Bridesmaids, amiright?
RYAN: Oh, of course. Going to other bars! What a fantastic, properly thought out idea. I remember I did that after a wedding once in Cleveland. It worked out great, too. We got to the bar, ordered a drink, and then were told the bar was closing in 10 minutes. It’s understandable. I mean, it was close to 11 p.m. What kind of crazy bar stays open after 11? I think you’re missing the point on this whole wedding discussion. I’m not talking about your own wedding. Obviously no one wants a train wreck at their wedding, unless of course it’s an from unmanned train carrying moltern phenol, as told in the fabulous Denzel Washington movie Philadelphia. I’m talking about someone else’s wedding, where anything goes because I’m not the one paying for it. I want something memorable, something I can tell everyone for weeks, if not months, afterwards. Tales about timid groomsmen who do nothing for six hours don’t quite cut it. Their indifference to the whole wedding is, to be frank, offputing. But bridesmaids, oh, sweet, sweet bridesmaids. They care. They care to the point of ridiculousness. Groomsmen don’t give a shit, and it shows in everything from walking down the aisle to the garter toss. Half the time the garter lands on the floor because the groomsmen wouldn’t even bother lifting their arms up. But when that bouquet is tossed, those bridesmaids are boxing out like Dennis Rodman on the low post. And they only look slightly less ridiculous.

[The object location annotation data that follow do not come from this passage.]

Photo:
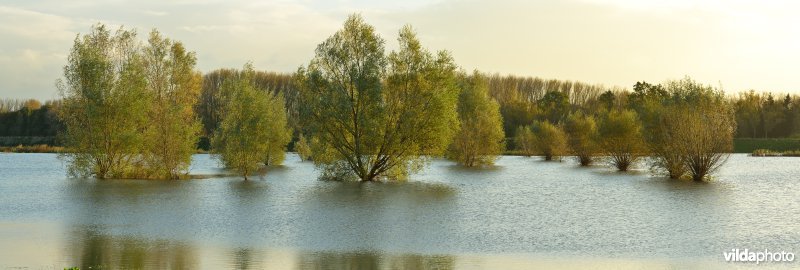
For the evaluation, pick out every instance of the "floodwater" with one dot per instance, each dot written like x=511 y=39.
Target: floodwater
x=524 y=213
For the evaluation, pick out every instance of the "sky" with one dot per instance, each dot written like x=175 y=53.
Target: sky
x=736 y=45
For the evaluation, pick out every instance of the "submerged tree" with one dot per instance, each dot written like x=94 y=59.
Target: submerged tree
x=549 y=140
x=174 y=84
x=105 y=104
x=621 y=138
x=253 y=125
x=524 y=141
x=303 y=148
x=582 y=132
x=378 y=115
x=695 y=130
x=480 y=138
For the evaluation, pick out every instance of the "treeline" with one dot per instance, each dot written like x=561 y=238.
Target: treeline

SHAWN: Don’t bring real facts into this, asshole. My wedding in Cleveland and the fact that all bars there close at noon has no bearing on the fact that groomsmen like to keep the party going long after it’s supposed to have ended. They make people love coming to weddings, because there might actually be partying. You know what’s not partying? Watching a bunch of shrews manhandle each other for a bundle of flowers, or watching a father-daughter dance. God, just make out all ready and kill the tension! Either way, groomsmen know what people want, and probably should be consulted far more on wedding planning. Groomsmen are what make weddings memorable. How many times do people leave a wedding, raving about how that one bridesmaid “politely took her hair down at 10:30, only to take it right back up”? You also still never told us why you think bridesmaids care. Could it be the fact that they stand next to their best friend, seething uncontrollably, wishing death upon her closest family, hoping she meets a cute boy at the reception? And you know what? Even if the bridesmaid meets one, he’ll be too busy partying, even if he squeezes in a one-night stand. That’s what groomsmen do—nay, that’s who they do.